8. Christian Bethancourt, C (MLB, AAA) – Previously ranked: 2
The 2015 Atlanta Braves starting catcher’s job is his to lose in spring training. The team may be asking a lot of Bethancourt to presume that he’s ready to handle both a major league pitching staff behind the plate and handle major league pitching in the batter’s box. His ascendancy to the full-time role in Atlanta has been a long time coming, and while scouts have drooled on his plus tools as a catcher, his painfully slow progress as a hitter has some (especially me) rethinking if he can be a starting catcher. A lot will depend on how much rope the Braves can give him this year to fail, and how fast he can make adjustments to succeed. His ceiling is really high, but so is his risk–probably more than any other prospect in the top-10. MLB ETA: Now
9. Braxton Davidson, OF (R+, R-) — Previously ranked: 5
The Braves 2014 first-round pick (No. 32 overall) had a tepid debut primarily in the Gulf Coast League last year. He didn’t hit for much power in limited at-bats, but he showed a good eye at the plate. Most scouts believe he will grow into his power from his line-drive stroke. His entire package reminds me of Freddie Freeman, who also struggled mightily in his first taste of pro ball at the same level. Look for Davidson to spend his first full season of professional baseball this year at Rome. His performance there should help us see what kind of prospect we have in Davidson, though it is by no means make-or-break. MLB ETA: 2018
10. Manny Banuelos, LHP (AAA, AA, A+) — Recently acquired
Another former top-100 prospect (from 2011-12), and another Tommy John victim (October of 2012), Atlanta acquired Banuelos in an offseason trade with the Yankees. Highly thought of before the injury, some of that could have been the sheen of being a Yankees prospect, but the short 5-foot-10 lefty is said to have plus control of a good mid-90s fastball, plus curveball and a developing changeup. Banuelos will compete for the fifth starter spot in spring training, though he may benefit from more seasoning at triple-A, with an eye towards joining the Atlanta rotation mid-season. That would also help limit his innings after just throwing 76.2 innings in 2014, his first year back from surgery. The Braves obviously hope he regains the luster of a top-50 prospect in baseball, and in his second year after TJ surgery we should see what he is really capable of. MLB ETA: 2015
11. Jason Hursh, RHP (Double-A) — Previous rank: 9
Hursh is one of the few prospects in the system who moved up in the rankings while all the new talent was added through trades (well, he had moved up before even more new talent was added through trades). In his first full season of professional ball last year he debuted at double-A Mississippi. While it may not seem like a big jump for a college pitcher, consider that because of Tommy John surgery (2012) in college he didn’t throw as much as most guys drafted after their Junior year. He relies on a sinking fastball that he is still working to command, along with his slider and change. He’s a work in progress, but should advance to triple-A this year as a 23-year-old — young for that level. While many of the pitchers Atlanta has acquired this offseason have stolen much of the press, Hursh should nevertheless be a strong competitor to join the rotation in 2016. MLB ETA: 2016
12. Arodys Vizcaino, RHP (MLB, AAA, AA, A+) — Recently acquired
The Braves reacquired Vizcaino this offseason from the Cubs in exchange for Tommy La Stella, after having traded him at the deadline in 2012, two months after he underwent Tommy John surgery. Atlanta basically let the Cubs borrow Vizcaino while he rehabbed from surgery. He returns this season and should finally become a big part of the Atlanta bullpen. He rises to the top of the Braves system as the best relief prospect, primarily because he still has the repertoire and four-pitch mix of a starter, but because of the injuries is limited to a relief role. He could emerge this year as the top setup option for Craig Kimbrel, assuming his mid-to-high-90s fastball is all the way back. MLB ETA: Now
Grade B+: These players grade as solid above average players with the potential to be much more.

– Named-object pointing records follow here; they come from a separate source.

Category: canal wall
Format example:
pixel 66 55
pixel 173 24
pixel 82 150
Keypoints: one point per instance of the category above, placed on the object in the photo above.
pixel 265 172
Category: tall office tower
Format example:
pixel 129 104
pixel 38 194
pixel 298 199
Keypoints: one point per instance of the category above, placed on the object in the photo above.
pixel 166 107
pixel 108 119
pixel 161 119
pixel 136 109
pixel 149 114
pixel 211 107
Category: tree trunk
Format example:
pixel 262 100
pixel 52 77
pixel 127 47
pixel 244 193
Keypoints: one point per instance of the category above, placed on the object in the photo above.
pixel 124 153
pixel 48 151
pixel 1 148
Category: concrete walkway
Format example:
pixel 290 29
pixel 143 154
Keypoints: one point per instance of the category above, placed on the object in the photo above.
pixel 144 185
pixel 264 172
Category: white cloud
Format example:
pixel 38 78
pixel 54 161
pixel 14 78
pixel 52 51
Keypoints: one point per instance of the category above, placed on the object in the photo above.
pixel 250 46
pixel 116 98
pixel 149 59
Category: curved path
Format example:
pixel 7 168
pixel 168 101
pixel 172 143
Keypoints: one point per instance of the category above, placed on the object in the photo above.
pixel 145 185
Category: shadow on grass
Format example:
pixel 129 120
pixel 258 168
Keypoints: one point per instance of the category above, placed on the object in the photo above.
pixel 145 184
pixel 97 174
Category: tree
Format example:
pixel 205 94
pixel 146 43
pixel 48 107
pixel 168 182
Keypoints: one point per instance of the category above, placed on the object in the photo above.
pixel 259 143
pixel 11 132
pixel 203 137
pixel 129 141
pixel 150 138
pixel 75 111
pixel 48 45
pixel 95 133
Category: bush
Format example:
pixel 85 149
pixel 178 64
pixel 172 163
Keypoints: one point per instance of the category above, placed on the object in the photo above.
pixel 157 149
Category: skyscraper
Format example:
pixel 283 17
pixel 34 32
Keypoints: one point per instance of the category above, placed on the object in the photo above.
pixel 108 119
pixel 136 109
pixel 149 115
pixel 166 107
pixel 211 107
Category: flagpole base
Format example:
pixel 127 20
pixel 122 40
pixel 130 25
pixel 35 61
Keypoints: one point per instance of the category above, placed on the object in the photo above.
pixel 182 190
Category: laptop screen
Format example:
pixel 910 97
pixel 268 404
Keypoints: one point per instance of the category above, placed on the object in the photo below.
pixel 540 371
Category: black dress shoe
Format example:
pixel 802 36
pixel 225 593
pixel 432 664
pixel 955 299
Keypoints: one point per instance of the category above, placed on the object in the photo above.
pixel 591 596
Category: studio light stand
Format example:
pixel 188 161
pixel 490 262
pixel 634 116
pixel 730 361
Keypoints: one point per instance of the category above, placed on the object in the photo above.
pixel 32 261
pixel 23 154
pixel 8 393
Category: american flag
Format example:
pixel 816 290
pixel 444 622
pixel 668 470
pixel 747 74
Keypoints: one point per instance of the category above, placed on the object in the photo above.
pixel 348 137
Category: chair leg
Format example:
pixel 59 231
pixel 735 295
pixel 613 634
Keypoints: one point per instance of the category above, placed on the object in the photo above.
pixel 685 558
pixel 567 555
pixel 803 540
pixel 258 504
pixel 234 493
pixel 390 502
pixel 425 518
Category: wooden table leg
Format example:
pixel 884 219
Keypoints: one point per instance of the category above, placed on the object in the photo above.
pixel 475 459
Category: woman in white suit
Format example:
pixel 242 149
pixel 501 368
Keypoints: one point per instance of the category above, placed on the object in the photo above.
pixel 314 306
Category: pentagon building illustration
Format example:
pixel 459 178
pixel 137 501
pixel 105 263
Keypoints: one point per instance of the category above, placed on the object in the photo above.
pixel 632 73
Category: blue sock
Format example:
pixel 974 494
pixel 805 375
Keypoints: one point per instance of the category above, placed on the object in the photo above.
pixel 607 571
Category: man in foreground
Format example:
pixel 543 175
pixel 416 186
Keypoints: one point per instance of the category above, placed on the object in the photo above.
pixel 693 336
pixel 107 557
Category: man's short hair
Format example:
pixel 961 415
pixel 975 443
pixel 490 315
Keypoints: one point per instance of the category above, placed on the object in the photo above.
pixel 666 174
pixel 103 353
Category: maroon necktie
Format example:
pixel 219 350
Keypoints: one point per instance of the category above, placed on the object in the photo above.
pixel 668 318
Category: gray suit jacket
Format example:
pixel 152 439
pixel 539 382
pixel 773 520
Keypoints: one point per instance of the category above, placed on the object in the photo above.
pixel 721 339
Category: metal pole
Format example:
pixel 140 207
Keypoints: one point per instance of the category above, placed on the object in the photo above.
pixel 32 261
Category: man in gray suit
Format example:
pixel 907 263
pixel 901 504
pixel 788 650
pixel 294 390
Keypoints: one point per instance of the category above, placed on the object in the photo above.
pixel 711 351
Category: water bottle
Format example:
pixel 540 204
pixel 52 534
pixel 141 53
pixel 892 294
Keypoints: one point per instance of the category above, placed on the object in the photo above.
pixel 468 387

13. Jose Briceno, C (Low-A) — Recently acquired
Acquired in an offseason trade with the Rockies, Briceno significantly enhances the Braves’ catching depth. It’s best to think of him as an opposite to current top catching prospect Christian Bethancourt. Whereas Bethancourt is a plus-plus catch-and-throw backstop who needs more work needed on the hitting site, Briceno is a plus hitter with plus power who needs work on his receiving skills (though his arm and accuracy are plus, as evidenced by his 43% caught stealing rate last year). Briceno and Bethancourt are similar in their protracted path through the minor leagues. Bethancourt signed in 2008 and spent the past seven years working his way up the ladder. He is a year older than Briceno, who signed in 2009, but is taking an equally long time to develop. The reports on Briceno have him improving greatly behind the plate last year, while maintaining a solid hitting tool with good power. Like Bethancourt, Briceno seems allergic to walks, but he doesn’t strike out nearly as much. MLB ETA: 2017
14. Dustin Peterson, 3B (Low-A) — Recently acquired
Probably the least-discussed prospect received in the Justin Upton trade from the Padres, for me he is the most intriguing. In a Braves system devoid of power-hitting prospects, Peterson rises to the top thanks to his plus bat speed and power to all fields. His first taste of full-season pro ball last year produced mixed results and a season line of .233/.274/.361, and a pretty high 24.3 K%. He started off great at the plate, posting a .264/.319/.428 line from April through June, but tired down the stretch from July to September with a .187/.200/.258 slash line. Almost all of this was against older competition, Peterson was just 19, a trend which should continue as he will likely be assigned to high-A Carolina this year as a 20-year-old. With 38 errors at the hot corner he may eventually wind up at an outfield corner, and his power should play nicely there. MLB ETA: 2018
Note: Had RHP J.R. Graham not been selected in the Rule 5 draft he would have been ranked here as the No. 14 prospect with a grade of B+.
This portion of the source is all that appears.